Capture sensational 45MP photos at up to 20fps or flick a switch for cinematic 12-bit 8K RAW video using the entire width of the camera's sensor. "The EOS R5 coupled with my Canon EF 600mm f/4L IS II USM lens is my kit of choice," says Prelena. "It's super light with excellent image quality, brilliant autofocus, eye tracking and super-fast burst shots. Nothing beats this combination for blurred backgrounds and crisp images."

Canon EOS R6

See and shoot subjects in completely new ways and add a fresh dimension to your visual storytelling with 20fps silent shooting and up to 8-stops of IS. "The EOS R6 is great for landscapes and timelapses," says Prelena.

Canon EOS-1D X Mark III

The ultimate creative toolkit with superb low-light performance, deep-learning AF and 5.5K RAW video. "This is a good workhorse and comes in handy on safari when I need four bodies," says Prelena.


Canon RF 100-500mm F4.5-7.1L IS USM

With a 100-500mm focal length range, plus 5-stops of image stabilisation and L-series build quality, this lens offers performance and image quality like no other. "This is my general lightweight lens," says Prelena. "I love its versatility."
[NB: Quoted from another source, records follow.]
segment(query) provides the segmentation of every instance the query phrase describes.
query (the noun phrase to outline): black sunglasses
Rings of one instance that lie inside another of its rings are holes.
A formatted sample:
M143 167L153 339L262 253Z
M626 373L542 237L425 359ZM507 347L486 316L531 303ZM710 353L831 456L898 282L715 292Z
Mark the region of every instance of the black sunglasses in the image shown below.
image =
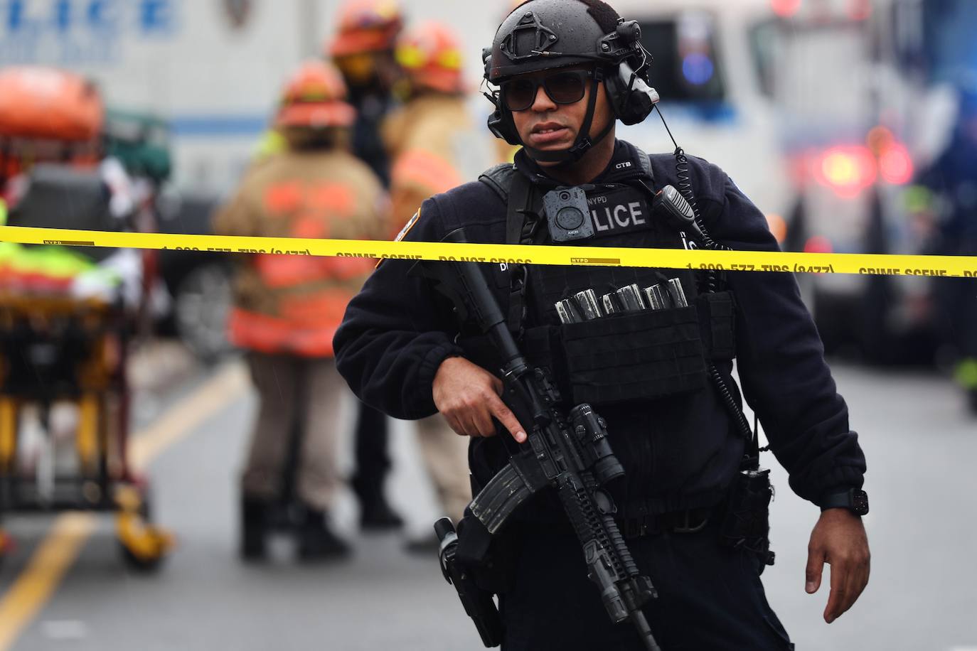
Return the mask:
M536 101L536 93L542 86L555 103L576 103L583 99L586 80L593 76L593 70L560 70L541 78L510 79L502 82L502 102L509 110L526 110Z

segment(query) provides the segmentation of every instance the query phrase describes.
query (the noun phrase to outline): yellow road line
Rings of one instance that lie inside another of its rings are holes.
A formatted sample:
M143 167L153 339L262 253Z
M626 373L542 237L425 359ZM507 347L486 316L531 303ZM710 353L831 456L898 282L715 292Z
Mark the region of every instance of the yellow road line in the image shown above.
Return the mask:
M239 397L247 387L240 364L226 366L192 394L173 405L153 425L133 436L129 459L134 469L149 466L171 445L189 436L208 418ZM26 569L0 600L0 651L9 649L54 594L95 531L91 512L55 518Z
M48 602L85 541L95 531L95 525L96 519L91 513L58 516L26 569L0 602L0 649L10 648Z

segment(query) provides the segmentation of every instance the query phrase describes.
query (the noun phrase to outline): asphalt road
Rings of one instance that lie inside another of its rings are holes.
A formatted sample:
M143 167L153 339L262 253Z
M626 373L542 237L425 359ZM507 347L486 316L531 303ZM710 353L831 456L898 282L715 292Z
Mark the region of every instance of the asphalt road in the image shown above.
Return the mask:
M221 373L227 380L238 371ZM772 516L778 559L763 577L769 600L798 649L977 651L977 478L971 470L977 423L937 377L840 365L835 377L870 459L871 582L853 610L824 623L827 577L818 594L803 590L807 538L818 511L790 492L768 455L778 489ZM165 418L170 406L186 413L186 401L209 390L208 382L214 377L198 374L142 403L142 428ZM0 590L7 602L13 590L21 590L38 610L0 603L0 640L6 635L11 643L0 649L482 648L436 561L407 555L404 534L360 535L348 495L335 518L355 542L350 561L296 565L287 541L280 541L274 562L238 563L236 469L254 401L243 376L229 386L219 400L197 399L197 407L205 405L197 419L171 421L187 431L162 436L148 456L157 519L180 539L158 574L137 574L122 564L106 517L95 521L90 535L76 532L80 551L66 562L64 577L27 571L51 540L53 524L64 528L64 518L6 521L18 549L0 569ZM397 426L394 440L393 500L412 528L426 530L437 509L404 424Z

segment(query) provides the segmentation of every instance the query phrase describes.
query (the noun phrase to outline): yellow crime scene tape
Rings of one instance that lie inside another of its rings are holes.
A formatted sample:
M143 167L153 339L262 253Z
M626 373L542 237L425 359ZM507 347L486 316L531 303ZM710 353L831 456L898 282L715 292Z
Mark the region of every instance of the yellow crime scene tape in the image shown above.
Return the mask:
M0 241L21 244L174 249L226 253L456 260L523 264L654 266L726 271L791 271L977 278L977 256L633 249L523 244L231 237L0 226Z

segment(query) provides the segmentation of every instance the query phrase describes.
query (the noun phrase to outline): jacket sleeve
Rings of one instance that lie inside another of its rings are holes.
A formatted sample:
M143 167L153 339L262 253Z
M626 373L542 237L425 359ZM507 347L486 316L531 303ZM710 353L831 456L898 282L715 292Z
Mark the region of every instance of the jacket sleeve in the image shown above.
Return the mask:
M706 223L713 238L736 250L778 251L764 216L719 174L715 185L724 189L708 206L715 218ZM740 271L728 278L738 304L737 368L743 395L789 472L791 488L817 504L827 494L861 487L865 455L849 429L848 407L793 274Z
M428 200L403 239L439 241L443 227ZM333 348L336 366L366 404L400 419L437 410L431 395L446 357L461 354L454 344L450 304L431 284L409 273L413 261L383 261L346 308Z

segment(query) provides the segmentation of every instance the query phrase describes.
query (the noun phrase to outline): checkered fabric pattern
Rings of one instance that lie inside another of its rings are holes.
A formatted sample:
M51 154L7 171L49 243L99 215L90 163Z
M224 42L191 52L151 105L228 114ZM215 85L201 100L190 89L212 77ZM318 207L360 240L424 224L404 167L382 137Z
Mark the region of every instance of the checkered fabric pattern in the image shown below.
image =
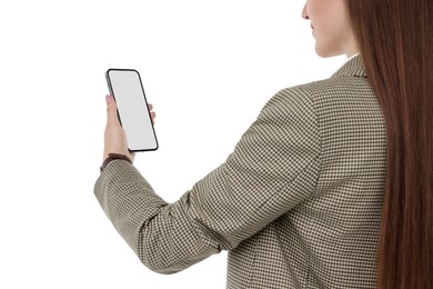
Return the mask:
M385 142L355 57L330 79L278 92L226 161L177 202L124 160L108 165L94 193L157 272L228 250L226 288L375 288Z

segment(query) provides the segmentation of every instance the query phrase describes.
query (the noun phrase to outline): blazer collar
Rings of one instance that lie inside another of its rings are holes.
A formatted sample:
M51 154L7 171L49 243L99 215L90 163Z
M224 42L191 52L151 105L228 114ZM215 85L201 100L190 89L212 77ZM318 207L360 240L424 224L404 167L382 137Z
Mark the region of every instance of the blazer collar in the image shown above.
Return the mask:
M349 60L342 68L332 74L331 78L338 77L366 77L361 56L356 56Z

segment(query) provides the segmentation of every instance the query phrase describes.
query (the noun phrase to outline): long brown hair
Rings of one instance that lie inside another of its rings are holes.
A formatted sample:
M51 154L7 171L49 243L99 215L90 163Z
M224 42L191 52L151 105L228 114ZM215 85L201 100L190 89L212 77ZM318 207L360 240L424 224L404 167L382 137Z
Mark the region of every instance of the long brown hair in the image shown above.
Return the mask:
M345 0L386 126L379 288L433 288L433 0Z

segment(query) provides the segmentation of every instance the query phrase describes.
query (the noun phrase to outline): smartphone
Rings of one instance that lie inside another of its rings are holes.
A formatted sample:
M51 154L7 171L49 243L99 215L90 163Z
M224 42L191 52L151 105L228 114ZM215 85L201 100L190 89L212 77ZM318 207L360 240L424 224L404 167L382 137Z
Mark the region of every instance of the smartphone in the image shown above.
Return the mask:
M105 72L111 96L130 151L158 149L157 134L148 108L140 73L134 69L109 69Z

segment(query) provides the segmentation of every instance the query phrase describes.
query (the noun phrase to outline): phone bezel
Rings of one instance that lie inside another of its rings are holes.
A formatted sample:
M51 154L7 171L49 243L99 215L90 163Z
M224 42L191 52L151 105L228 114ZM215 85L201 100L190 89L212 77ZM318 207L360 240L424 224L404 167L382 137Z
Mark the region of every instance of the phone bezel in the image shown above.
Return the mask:
M149 102L148 102L148 99L147 99L145 92L144 92L143 82L141 80L140 72L137 69L110 68L110 69L107 70L107 72L105 72L105 80L107 80L107 84L108 84L110 94L113 97L114 101L115 101L115 96L114 96L112 83L111 83L111 79L110 79L110 72L111 71L132 71L132 72L135 72L138 74L138 77L139 77L139 80L140 80L141 91L143 92L143 97L144 97L144 103L145 103L147 107L149 107ZM158 150L158 148L159 148L157 133L155 133L154 127L153 127L152 116L151 116L149 109L147 109L147 111L149 113L150 123L152 126L153 138L154 138L154 141L155 141L157 146L155 146L155 148L143 148L143 149L130 149L130 148L128 148L128 150L130 152L154 151L154 150ZM122 126L122 119L120 118L119 109L117 110L117 113L118 113L118 119L119 119L120 126Z

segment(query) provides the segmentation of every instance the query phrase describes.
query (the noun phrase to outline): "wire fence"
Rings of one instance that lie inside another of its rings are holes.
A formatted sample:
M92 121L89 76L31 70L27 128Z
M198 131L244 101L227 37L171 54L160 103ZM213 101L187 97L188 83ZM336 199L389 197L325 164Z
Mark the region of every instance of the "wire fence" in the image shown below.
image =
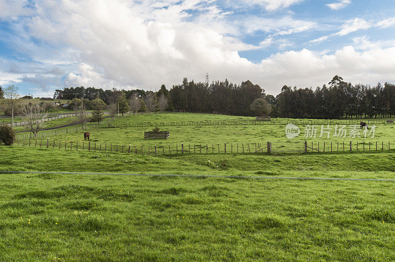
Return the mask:
M159 155L174 154L323 153L340 152L372 152L395 150L395 141L370 142L299 141L224 144L174 144L160 145L119 145L92 143L89 141L68 141L49 138L24 138L14 146L63 150L127 153Z
M387 119L365 119L368 125L393 123L393 120ZM146 127L160 126L216 126L216 125L286 125L291 123L295 125L359 125L360 120L287 120L272 119L271 121L257 121L255 120L201 120L177 121L171 122L144 122L140 123L113 123L109 125L111 127Z

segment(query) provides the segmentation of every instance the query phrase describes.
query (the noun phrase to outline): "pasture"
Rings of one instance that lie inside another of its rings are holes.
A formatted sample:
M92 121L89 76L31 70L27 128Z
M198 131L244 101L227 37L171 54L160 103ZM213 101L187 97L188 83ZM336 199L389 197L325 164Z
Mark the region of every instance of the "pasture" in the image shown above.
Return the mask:
M168 113L127 116L114 123L192 117L250 119ZM170 131L168 139L144 140L144 132L153 127L109 128L107 122L88 131L91 142L98 144L167 146L293 140L285 137L285 125L160 128ZM391 124L378 125L375 138L359 141L393 143L393 130ZM53 138L82 142L83 133ZM1 146L2 170L109 174L1 174L1 256L5 260L57 261L81 257L91 261L395 259L393 181L111 175L394 179L395 150L174 153L155 157Z

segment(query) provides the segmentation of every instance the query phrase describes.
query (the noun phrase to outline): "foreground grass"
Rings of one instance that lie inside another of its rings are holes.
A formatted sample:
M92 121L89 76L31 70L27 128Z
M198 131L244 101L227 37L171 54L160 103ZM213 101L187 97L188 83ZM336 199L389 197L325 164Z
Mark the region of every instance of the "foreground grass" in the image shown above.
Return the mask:
M4 260L395 259L391 182L2 174Z
M156 157L69 149L0 149L2 170L395 178L394 151L270 155L185 153Z

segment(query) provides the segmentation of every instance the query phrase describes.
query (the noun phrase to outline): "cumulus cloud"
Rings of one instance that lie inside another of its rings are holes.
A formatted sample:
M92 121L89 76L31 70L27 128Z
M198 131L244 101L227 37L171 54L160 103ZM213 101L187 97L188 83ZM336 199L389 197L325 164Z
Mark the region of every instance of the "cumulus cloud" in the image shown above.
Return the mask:
M249 1L269 9L300 1ZM289 46L292 43L283 37L308 31L316 24L288 16L249 17L228 27L228 20L221 23L218 18L223 19L226 12L218 6L208 8L204 2L38 1L35 14L23 18L21 28L28 29L25 40L34 37L45 43L28 47L40 69L28 74L20 65L0 66L0 72L8 72L0 74L0 81L24 81L44 90L48 90L48 85L62 84L155 90L162 83L170 87L184 76L203 80L208 72L213 79L227 78L236 83L250 79L273 94L284 84L322 85L335 75L356 82L395 81L391 72L395 67L391 59L395 55L394 45L374 46L368 38L355 39L353 46L330 54L303 49L278 52L253 63L239 52ZM269 7L270 4L274 5ZM194 16L191 10L201 13ZM391 23L383 22L382 26ZM361 18L352 19L337 33L317 41L376 26L372 25L375 24ZM239 37L243 30L247 34L264 32L264 37L258 43L247 44ZM368 47L361 48L363 45Z
M340 30L336 35L339 36L345 36L350 33L358 30L367 29L372 27L370 23L364 19L356 17L353 20L347 21L341 27Z
M264 6L266 10L274 11L279 8L286 8L302 2L304 0L242 0L249 4L259 4Z
M0 1L0 20L16 19L21 15L29 15L32 11L28 8L28 0L2 0Z
M324 36L318 38L311 40L308 42L311 44L317 44L329 39L330 37L336 36L343 36L348 35L353 32L368 29L373 26L372 23L367 22L364 19L356 17L354 19L351 19L346 21L340 27L340 31L336 33L334 33L328 36Z
M395 17L392 17L379 22L377 23L376 26L382 28L387 28L394 25L395 25Z
M326 5L332 10L340 10L347 7L350 3L351 1L350 0L343 0L340 2L327 3Z

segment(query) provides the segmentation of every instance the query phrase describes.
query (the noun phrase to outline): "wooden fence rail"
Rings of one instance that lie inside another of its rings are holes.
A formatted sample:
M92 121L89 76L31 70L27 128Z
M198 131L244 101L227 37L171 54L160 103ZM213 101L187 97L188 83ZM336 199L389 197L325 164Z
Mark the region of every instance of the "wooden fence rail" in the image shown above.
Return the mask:
M43 131L39 131L37 133L37 138L45 138L52 137L64 134L73 134L85 130L88 130L97 126L96 124L84 124L83 128L81 126L72 126L58 129L53 129ZM15 135L15 140L21 140L23 139L33 139L34 137L32 133L21 133Z
M174 154L214 154L214 153L323 153L345 151L373 151L395 150L395 141L349 142L287 142L287 147L283 142L266 142L253 143L224 143L188 145L169 144L160 145L118 145L107 143L93 143L88 141L67 141L50 140L47 138L24 137L17 139L14 146L34 147L69 150L106 151L149 154L151 155ZM279 146L279 145L281 146Z

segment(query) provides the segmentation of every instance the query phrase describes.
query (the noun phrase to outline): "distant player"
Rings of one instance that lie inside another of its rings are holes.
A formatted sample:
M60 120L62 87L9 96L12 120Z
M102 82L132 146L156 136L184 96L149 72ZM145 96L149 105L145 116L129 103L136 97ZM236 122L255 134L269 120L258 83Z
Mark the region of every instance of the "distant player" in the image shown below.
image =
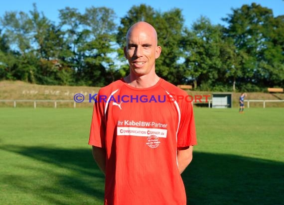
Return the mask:
M244 112L244 109L245 108L245 105L244 104L244 101L245 98L247 97L247 94L246 93L243 93L241 96L240 96L240 109L239 112L240 113L242 113Z

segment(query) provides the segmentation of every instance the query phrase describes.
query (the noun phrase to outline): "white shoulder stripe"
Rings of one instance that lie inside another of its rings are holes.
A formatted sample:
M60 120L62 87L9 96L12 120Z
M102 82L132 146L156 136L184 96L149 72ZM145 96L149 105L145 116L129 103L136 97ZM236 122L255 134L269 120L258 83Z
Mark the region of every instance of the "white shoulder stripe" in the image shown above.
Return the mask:
M165 91L166 92L166 93L169 96L169 97L172 99L174 99L173 98L173 97L172 97L172 96L171 95L170 95L169 92L168 92L167 91ZM176 107L176 110L177 110L177 113L178 114L178 123L177 124L177 128L176 130L176 133L175 134L175 138L176 138L176 143L177 143L177 132L178 132L178 128L179 128L179 124L180 123L180 116L181 116L180 115L180 109L179 108L179 106L178 106L178 104L177 103L177 102L176 102L175 99L174 100L173 103L174 103L174 105ZM176 156L176 164L177 165L177 167L178 167L178 163L177 162L177 155Z
M108 107L109 106L109 102L110 101L110 99L111 98L112 96L113 96L114 94L115 94L116 92L117 92L119 90L119 89L112 92L111 94L111 95L108 98L108 100L107 101L107 103L106 103L106 107L105 107L105 118L106 117L106 113L107 113L107 110L108 109Z

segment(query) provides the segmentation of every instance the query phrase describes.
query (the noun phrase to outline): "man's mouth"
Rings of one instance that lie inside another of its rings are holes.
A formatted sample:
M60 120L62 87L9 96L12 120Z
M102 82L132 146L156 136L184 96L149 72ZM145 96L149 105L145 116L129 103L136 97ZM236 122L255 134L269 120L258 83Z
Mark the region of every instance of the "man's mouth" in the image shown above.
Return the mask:
M144 62L133 62L133 64L136 64L136 65L143 65L144 63Z

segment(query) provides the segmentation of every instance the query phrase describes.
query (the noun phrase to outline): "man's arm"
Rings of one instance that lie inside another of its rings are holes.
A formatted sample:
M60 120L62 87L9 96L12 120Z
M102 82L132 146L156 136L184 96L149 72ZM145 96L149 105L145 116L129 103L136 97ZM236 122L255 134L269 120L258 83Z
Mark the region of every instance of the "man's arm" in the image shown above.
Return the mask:
M93 156L101 170L106 175L106 149L93 146Z
M178 170L181 174L192 160L193 146L177 148L177 156Z

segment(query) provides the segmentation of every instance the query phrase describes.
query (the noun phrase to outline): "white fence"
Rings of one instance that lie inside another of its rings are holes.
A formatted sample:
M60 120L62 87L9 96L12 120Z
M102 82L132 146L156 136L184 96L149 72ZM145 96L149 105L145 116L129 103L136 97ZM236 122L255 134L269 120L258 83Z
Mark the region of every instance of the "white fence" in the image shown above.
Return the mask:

Canon RF 24-105mm F4L IS USM

A 5-stop Image Stabilizer preserves sharpness in low light, while Nano USM focusing benefits photographers and filmmakers. "It's my general all-purpose lens that's always with me," says Prelena. "I love the versatility, whether I'm photographing nature or people."

Canon EF 70-200mm f/2.8L USM

A professional quality, fast-aperture telephoto zoom lens popular with wildlife and sports photographers, as well as those shooting weddings and portraiture. "It's excellent when subjects approach safari vehicles, and at f/2.8 it performs well in low light," says Prelena.

Canon EF 17-40mm f/4L USM

An ultra-wide-angle zoom that offers excellent image quality and a constant maximum aperture. "Perfect for wide-angle landscape and architectural images, and easy to handhold and shoot," says Prelena.

Canon EF 600mm f/4L IS II USM

A high-magnification super-telephoto lens featuring integrated IS technology and a fast f/4 maximum aperture. "I've taken this to the Arctic and Antarctic and walked in knee-deep snow with it on my back; I don't leave home without it," says Prelena. "The f/4 aperture allows for blurred backgrounds while producing super-sharp images."

Canon EF 300mm f/2.8L IS II USM

The successor to the lens Prelena works with is a professional L-series super telephoto lens with a wide f/2.8 aperture and image stabilisation. "I love the crisp images I get from this," says Prelena. "It's my go-to lens in low-light conditions."

Canon EF 100mm f/2.8L Macro IS USM

Part of Canon's prestigious L-series, and the first to feature an image stabiliser with angle and shift detection that is highly effective at close focusing distances. "This lens is light enough to handhold in order to get close to the hidden world of insects," says Prelena. "It's very sharp too."

Canon MP-E 65mm f/2.8 1-5x Macro Photo

A macro lens designed to achieve a high magnification greater than life size (1.0x) without the need for additional accessories. "Nothing beats this for close 5x magnification of the insect world," says Prelena. "I use it with the Canon Macro Twin Lite MT-26EX-RT. The detail is amazing."


Canon Macro Twin Lite MT-26EX-RT

A powerful, precise and highly flexible twin flash system that recycles quickly and silently for the creative lighting of small subjects where maximum control over light power and direction is essential.